Geçen de mRNA tartışmasını ta 18. yüzyıl çiçek aşılarından başlayarak anlatan bir doktor okurunun tam sayfa makalesini okuduk "Hıncal'ın Yeri"nde.
Oysa bunlar 21. yüzyıl teknolojisinin aşı tartışmalarında çok geride kalan argümanlar.
E hâl bu olunca da tartışmayı asırlar öncesinde çözüme bağlanmış, kimsenin itiraz etmediği düzlemden bugüne çekme ihtiyacı duyuyor insan.
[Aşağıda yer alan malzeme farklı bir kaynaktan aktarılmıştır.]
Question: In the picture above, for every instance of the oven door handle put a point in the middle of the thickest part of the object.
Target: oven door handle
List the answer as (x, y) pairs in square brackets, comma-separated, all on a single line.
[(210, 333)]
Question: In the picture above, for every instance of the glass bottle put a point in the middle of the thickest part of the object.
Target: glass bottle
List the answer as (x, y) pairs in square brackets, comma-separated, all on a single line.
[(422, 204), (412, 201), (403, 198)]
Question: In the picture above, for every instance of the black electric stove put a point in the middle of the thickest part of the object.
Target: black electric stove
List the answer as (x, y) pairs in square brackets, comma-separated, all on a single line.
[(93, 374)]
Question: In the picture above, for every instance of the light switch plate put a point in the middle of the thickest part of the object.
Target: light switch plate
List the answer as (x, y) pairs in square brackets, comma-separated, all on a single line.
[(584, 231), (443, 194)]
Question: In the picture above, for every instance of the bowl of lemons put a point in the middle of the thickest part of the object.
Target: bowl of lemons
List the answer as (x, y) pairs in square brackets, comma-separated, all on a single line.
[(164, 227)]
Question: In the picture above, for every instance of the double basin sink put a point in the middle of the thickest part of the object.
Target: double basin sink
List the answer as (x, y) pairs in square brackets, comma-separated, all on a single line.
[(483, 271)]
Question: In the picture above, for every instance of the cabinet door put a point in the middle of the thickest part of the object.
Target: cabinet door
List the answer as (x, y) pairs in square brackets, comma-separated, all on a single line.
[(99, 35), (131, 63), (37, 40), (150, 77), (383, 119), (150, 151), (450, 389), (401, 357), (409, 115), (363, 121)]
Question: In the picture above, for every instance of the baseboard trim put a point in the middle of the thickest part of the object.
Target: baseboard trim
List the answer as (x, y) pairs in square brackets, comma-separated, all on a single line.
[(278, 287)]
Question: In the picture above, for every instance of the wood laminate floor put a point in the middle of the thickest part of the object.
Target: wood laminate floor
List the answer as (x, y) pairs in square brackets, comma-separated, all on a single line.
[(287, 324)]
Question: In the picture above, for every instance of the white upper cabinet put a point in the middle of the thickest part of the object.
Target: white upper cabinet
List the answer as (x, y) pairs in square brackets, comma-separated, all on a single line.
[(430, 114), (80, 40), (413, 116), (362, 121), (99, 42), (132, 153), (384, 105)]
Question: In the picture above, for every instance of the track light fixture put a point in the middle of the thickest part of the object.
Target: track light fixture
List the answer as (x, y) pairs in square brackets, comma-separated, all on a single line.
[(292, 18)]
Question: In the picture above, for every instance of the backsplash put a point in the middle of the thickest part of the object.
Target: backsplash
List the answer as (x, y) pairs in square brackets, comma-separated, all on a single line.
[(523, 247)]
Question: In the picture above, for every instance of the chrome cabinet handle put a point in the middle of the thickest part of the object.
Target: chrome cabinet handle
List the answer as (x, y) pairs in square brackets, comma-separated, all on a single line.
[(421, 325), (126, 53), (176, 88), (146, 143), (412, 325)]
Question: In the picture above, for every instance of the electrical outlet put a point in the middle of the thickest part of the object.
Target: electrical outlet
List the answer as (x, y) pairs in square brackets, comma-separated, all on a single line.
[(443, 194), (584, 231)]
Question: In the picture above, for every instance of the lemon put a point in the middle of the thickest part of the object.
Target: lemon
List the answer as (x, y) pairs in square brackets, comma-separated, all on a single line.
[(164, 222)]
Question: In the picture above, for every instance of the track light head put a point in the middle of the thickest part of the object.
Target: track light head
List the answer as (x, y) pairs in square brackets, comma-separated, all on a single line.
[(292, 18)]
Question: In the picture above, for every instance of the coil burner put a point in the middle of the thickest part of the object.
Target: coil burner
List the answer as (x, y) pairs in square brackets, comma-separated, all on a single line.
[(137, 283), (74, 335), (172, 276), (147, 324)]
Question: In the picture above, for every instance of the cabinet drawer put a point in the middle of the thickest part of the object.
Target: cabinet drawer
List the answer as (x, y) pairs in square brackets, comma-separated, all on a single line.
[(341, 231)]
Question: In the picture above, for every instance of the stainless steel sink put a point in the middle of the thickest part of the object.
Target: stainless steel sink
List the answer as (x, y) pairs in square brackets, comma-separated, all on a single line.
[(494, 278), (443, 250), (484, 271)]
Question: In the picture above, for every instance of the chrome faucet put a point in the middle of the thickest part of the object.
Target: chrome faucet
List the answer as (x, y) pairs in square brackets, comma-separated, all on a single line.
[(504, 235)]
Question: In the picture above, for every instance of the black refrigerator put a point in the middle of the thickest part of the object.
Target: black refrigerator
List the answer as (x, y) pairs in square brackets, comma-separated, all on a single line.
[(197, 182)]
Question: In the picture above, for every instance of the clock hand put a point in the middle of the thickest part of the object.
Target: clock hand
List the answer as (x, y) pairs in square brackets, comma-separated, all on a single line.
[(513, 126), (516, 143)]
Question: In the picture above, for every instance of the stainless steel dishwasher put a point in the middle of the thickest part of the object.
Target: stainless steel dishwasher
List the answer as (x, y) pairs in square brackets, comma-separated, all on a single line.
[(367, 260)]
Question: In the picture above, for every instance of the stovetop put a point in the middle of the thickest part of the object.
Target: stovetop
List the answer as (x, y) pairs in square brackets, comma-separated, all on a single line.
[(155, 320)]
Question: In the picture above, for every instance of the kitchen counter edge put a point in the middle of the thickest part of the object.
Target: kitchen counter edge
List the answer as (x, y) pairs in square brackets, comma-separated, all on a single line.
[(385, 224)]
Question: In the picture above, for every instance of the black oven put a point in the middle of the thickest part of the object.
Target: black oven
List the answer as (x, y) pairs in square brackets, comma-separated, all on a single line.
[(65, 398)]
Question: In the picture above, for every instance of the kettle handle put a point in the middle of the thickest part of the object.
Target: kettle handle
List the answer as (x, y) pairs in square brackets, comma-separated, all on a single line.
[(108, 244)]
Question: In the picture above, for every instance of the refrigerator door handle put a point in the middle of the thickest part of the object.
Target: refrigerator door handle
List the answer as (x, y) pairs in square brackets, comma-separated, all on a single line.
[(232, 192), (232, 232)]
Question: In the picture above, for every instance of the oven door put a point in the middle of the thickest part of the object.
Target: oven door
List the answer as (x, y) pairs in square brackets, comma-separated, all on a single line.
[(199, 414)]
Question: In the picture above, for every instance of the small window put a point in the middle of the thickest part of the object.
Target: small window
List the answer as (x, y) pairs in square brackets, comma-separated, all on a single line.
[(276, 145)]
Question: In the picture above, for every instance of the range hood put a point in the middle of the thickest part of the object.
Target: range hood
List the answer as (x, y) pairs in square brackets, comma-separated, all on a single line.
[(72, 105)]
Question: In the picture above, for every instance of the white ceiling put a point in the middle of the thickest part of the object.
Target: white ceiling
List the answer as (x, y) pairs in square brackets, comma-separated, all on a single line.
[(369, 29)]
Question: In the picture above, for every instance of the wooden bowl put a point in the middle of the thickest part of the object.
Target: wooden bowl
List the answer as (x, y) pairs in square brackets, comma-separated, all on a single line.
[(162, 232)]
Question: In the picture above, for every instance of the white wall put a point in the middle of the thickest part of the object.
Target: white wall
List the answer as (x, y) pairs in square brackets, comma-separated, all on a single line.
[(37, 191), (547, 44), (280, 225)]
Bak, PCR'la ilgili eleştirilerimi de "tasvip etmiyordun". Geçen gün Sağlık Bakanı bile PCR testleriyle ilgili ta ne zaman söylediklerimi doğrulayan bir adım attı. Tıpkı İngiltere'nin yaptığı gibi, "Test yalnızca semptom gösterenlere yapılacak" dedi.
Daha dün de sürekli mutasyona uğrayan virüs karşısında bulaşmayı ve bulaştırmayı engellemeyen aşıların işlevine dair sorgulamamı, bizzat DSÖ tasdikledi...
Kovid-19 aşılarının tekrarlanan dozlarının, Omicron da dahil olmak üzere yeni varyantlara karşı korunmada geçerli bir strateji olmadığı konusunda uyardı.
Yani biraz da senin yüzünden korona yazısı yazıyorum Üstad...
Sense, geriden takip ettiğin gelişmeleri güncelleyen "küçüklerine" teşekkür edeceğine, sinirleniyorsun.